Happy days! The dream has finally come true and here I am posing with a nearly new Keene 4" over-under sluice dredge with air. I have dredged with other prospectors 4" and 5" dredges as shown in other pictures on this web site but the only dredge I own is my "old faithful" 2 1/2" shown in many pictures. My dream has always been to step up in size to a 4" as anything larger would be difficult to handle by myself as I can't always find someone crazy enough to go with in the winter. I had the opportunity to buy this dredge a little over a year ago but "alas, I had not the money." None of you probably have ever had that problem.
Many people that have seen my truck might comment that the money would have been better spent obtaining a new truck but I know you fellow prospectors would not agree. A truck would cost more and besides it wouldn't float, at least not as well.

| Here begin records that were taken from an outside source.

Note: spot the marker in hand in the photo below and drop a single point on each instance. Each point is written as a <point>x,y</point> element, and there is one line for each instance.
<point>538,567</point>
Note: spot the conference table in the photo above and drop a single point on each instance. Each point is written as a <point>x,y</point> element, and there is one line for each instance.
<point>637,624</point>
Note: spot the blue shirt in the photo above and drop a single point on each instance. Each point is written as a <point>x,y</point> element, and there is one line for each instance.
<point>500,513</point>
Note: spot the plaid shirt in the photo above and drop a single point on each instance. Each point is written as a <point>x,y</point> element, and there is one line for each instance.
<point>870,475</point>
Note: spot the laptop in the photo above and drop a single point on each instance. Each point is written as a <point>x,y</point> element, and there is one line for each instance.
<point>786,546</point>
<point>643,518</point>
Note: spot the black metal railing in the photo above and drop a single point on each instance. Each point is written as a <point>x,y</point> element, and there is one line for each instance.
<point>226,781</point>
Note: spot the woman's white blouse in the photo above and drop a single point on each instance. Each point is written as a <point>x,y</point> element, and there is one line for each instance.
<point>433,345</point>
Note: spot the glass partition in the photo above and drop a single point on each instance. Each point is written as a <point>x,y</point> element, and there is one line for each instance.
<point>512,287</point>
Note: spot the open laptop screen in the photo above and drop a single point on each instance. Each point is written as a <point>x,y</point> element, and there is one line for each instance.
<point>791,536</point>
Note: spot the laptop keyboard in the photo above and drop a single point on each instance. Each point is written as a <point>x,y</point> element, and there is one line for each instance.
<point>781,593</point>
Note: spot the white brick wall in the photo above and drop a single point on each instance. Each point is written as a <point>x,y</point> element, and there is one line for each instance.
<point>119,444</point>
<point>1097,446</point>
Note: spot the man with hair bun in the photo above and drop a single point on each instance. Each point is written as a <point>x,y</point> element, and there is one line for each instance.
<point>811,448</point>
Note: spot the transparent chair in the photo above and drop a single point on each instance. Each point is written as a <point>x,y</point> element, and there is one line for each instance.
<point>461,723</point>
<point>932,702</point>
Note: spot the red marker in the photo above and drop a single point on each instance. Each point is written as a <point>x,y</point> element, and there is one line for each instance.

This is the same dredge pictured in the fall section of the web page.After picking up the dredge on a Wednesday night and going directly to a gold prospecting meeting then working Thursday and Friday until 11:00 at night, when Saturday came I was really ready to go. Getting up at 6:00AM to check it out and make sure everything was there, I headed to gold country 80 miles down the road.
I had set up a meeting with some of the prospectors at the club meeting and we had agreed upon a place to go. Upon arrival I found that there was a group already waiting there. The first item on the days agenda was
"Taking some pictures"
That's the nice thing about having a web page. It gives you an excuse to take a
lot of pictures and then bore everyone at home to death, then everyone at work, and
finally, everyone on the WWW.
Nobody was in the water but they had already began the day of socializing. A lot of the
winter "prospecting" is done on the bank far from the cold water with absolutely
no equipment and results in unearthing some of the largest nuggets you can imagine. ( in
fact, all of them are imagined. Kind of like fishing. ) After a group discussion on how to
install the grizzly screens it was time to launch. This was a used dredge so no
instructions were included and not everything made sense. After using the dredge several
times I have came to the conclusion that no one in the group knew what they were talking
about as I believe we had it wrong. Complicating the installation of the screens was the
fact that this is a over-under sluice. I will have a series of pictures and a report on
this in a later page. I think that this is the greatest thing going. More on that later.
A variety of equipment was present. In the background on the truck is a Keene 5" triple sluice. It "wussed" out and didn't even get it's feet wet. In the foreground a small dredge is hard at work. The equipment doesn't have to be big to have big fun. (Don't tell my wife that though)
With all the help that was present, the official launching was easy. With a prospector on each corner the dredge was lifted out of the truck in one piece and carried to the water. Getting it to the water is harder than my old 2 1/2" but once in the water what a difference. All of the equipment is loaded on top of it and up the stream it and everything else went. The 2 1/2" usually took several trips to get everything hauled to the dredging site. The selected spot was an area of bedrock that probably had only been dredged about 500 times before. This area of Clear Creek gets a lot of action from the Denver area.